Presently, very faintly, there was light again and sound — a dim, blurred web of it lacing around him. He was vaguely aware of something and, after a while, he realized that he was breathing.
He was breathing heavily. It had a strange hoarse sound in his ears but it was nice to be breathing again. It meant that he was not dead after all. He lay waiting for the terrible giddiness to leave him, so that he could see again.
But he did not really need to see.
Across the dark confusion of his mind, a pattern began to grow. It was woven of unfamiliar things. Rustlings, scratchings, clickings, the different tempos of breathing — noises that should have been almost sub-auditory but instead were clear and sharp.
They were the background of the pattern, the warp. The threads of the woof were brighter, stronger. They were — smells.
The rich dark smell of horse, strong gray wolf-taint, the sullen crimson reek of tiger, the bright sharp acridity of a great bird. And man-smell, in itself a tapestry of odors, more subtle and complex than those of the beasts.
Eric Nelson realized with incredulous horror that not only did he know each separate smell but he knew the particular individuality of each. They had names — Hatha, Tark, Quorr, Ei, Kree and Nsharra.
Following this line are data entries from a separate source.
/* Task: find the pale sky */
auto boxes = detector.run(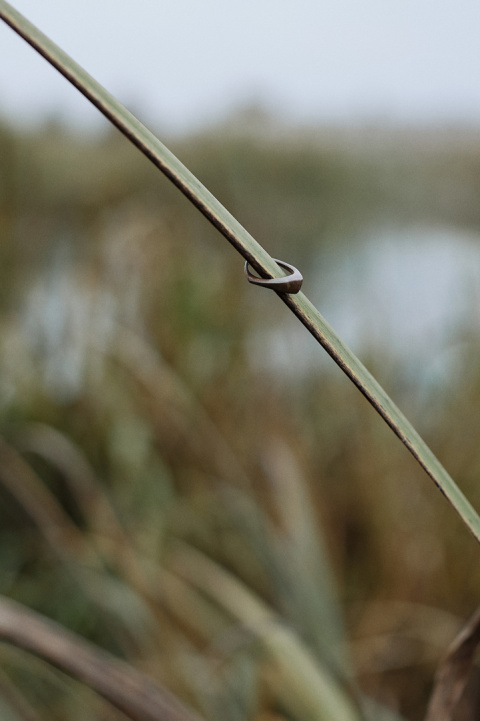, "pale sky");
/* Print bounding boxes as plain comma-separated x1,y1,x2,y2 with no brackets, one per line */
0,0,480,132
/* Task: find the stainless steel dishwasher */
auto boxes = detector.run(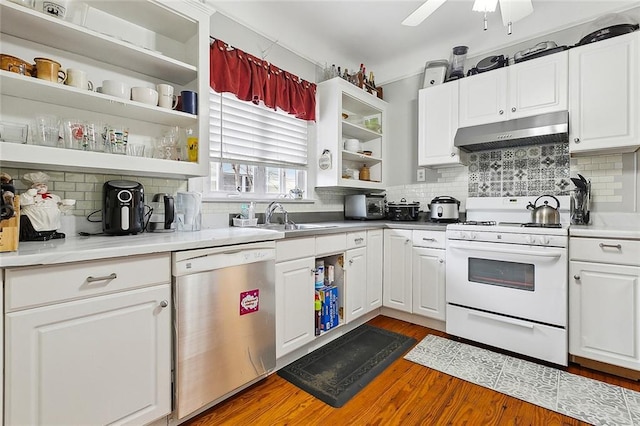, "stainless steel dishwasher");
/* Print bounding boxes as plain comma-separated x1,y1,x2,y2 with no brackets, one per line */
172,241,276,419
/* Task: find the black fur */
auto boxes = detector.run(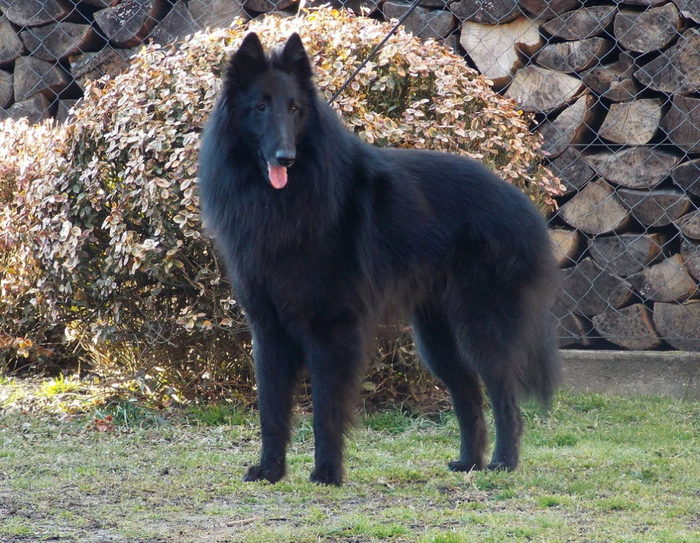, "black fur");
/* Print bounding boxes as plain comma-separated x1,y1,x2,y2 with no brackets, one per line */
199,34,558,484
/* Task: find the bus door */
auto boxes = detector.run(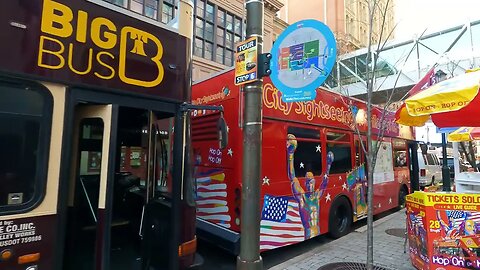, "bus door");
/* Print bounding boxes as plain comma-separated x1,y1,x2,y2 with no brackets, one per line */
64,105,116,270
64,105,182,270
353,136,367,220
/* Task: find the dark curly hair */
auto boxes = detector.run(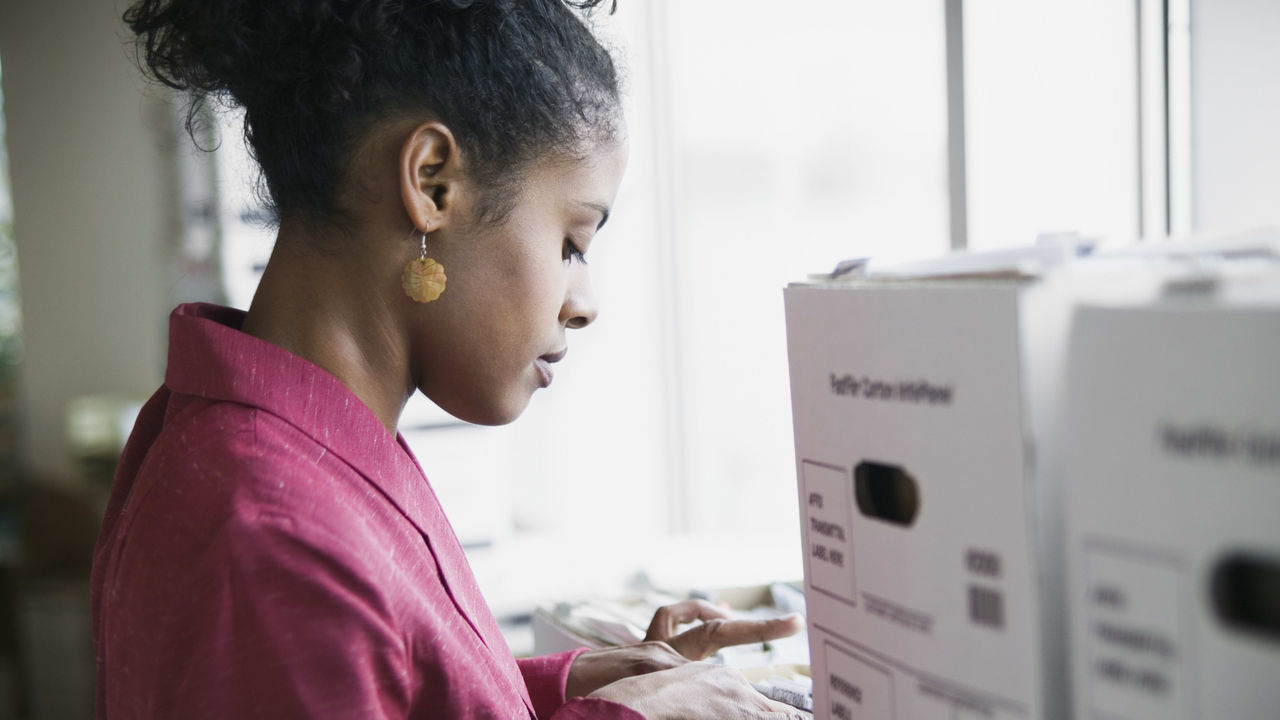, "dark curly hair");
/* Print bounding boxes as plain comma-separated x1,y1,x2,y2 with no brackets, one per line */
124,0,620,222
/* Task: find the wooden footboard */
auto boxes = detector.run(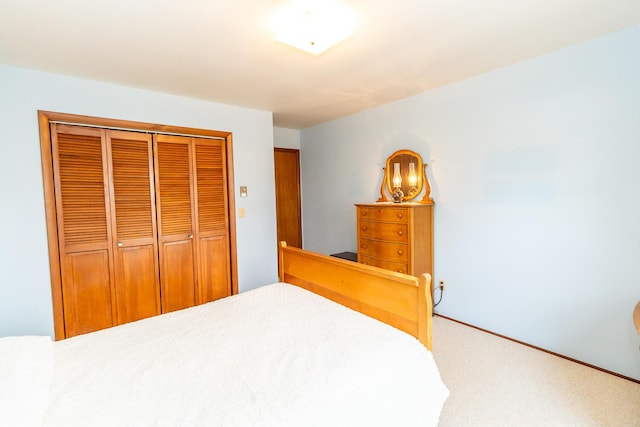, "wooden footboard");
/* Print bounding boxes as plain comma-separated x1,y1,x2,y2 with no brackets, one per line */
279,242,432,350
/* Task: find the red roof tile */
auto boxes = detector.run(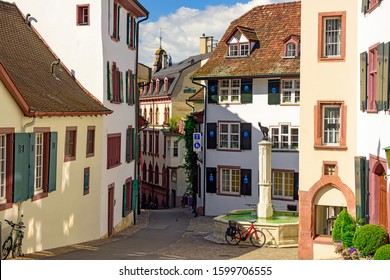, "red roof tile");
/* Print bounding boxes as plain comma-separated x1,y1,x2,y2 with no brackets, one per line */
193,1,301,79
He leaped broad awake then, on a surging shock of fear, and opened his eyes on a world he had never seen before.
It was a world without color. A world of gray shadings, black and white. He could perceive objects clearly but he perceived them on a strange plane. His field of vision was low and horizontal and there was no perspective. The big shimmering glass gallery appeared as a flat picture painted on a gray wall.
But he could see. With terrible clarity he could see himself, Eric Nelson, sleeping in a wooden chair six feet away! Instinctively a cry of horror rose to Nelson's lips, and was voiced as a howl.